Persévérance et déclin cognitif : un lien inquiétant
Des recherches récentes, dont une étude menée auprès de 158 hommes noirs aux États-Unis, montrent que des niveaux élevés de persévérance peuvent coexister avec des difficultés cognitives croissantes, telles que troubles de concentration, oublis fréquents et fatigue mentale. Ces observations suggèrent que le fait de s’efforcer constamment sans relâche pourrait avoir un coût sur le fonctionnement cérébral.
Une explication possible réside dans la notion de « charge allostatique », désignant l’usure progressive du corps liée à une exposition répétée au stress. Cette charge excessive peut provoquer des lésions cérébrales, affecter la mémoire, la capacité d’apprentissage et accélérer le vieillissement cognitif.
Les individus qui font preuve d’une grande ténacité face à l’adversité peuvent ainsi subir une intensification de cette charge physiologique, entraînant un déclin cognitif prématuré. Cette hypothèse est corroborée par des études antérieures démontrant que le stress chronique peut altérer la mémoire et les fonctions exécutives.

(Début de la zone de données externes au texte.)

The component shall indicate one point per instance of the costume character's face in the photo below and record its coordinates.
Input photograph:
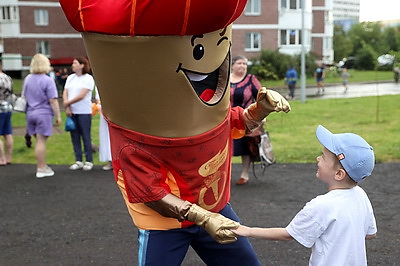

De plus, pour des personnes confrontées régulièrement à des facteurs de stress tels que le racisme, la discrimination, les difficultés économiques et un accès limité aux soins, cette persévérance intense sans repos adéquat peut engendrer un stress chronique délétère pour le cerveau.
L’effort mental et émotionnel soutenu, sans moments de récupération, risque de provoquer une surcharge cognitive, réduisant la capacité à maintenir une résilience mentale, ce qui accélère le vieillissement cérébral et augmente le risque de troubles cognitifs.
Contrairement au stress ponctuel lié à un projet ou une échéance, cette surcharge permanente ressemble à un réveil quotidien dans la fatigue, avec la nécessité de gérer plusieurs emplois, des inquiétudes financières et des responsabilités familiales sans soutien suffisant, érodant progressivement la clarté mentale malgré une apparente robustesse extérieure.
Vers une nouvelle approche de la persévérance
Les chercheurs adoptent désormais une vision plus nuancée de la persévérance, remettant en question l’idée qu’elle soit toujours bénéfique. Cette nouvelle perspective redéfinit la notion de force face à l’adversité en intégrant des éléments essentiels comme le soin de soi et le repos.
Savoir quand s’arrêter ou privilégier le bien-être personnel apparaît comme une stratégie pragmatique pour préserver la santé cognitive malgré les défis.
Par ailleurs, des pratiques telles que la méditation, la respiration profonde ou la relaxation guidée peuvent aider à réguler les réponses au stress et minimiser la charge cognitive. En complément, s’appuyer sur un réseau social solide et entretenir des relations significatives est crucial pour maintenir une bonne santé cérébrale à long terme.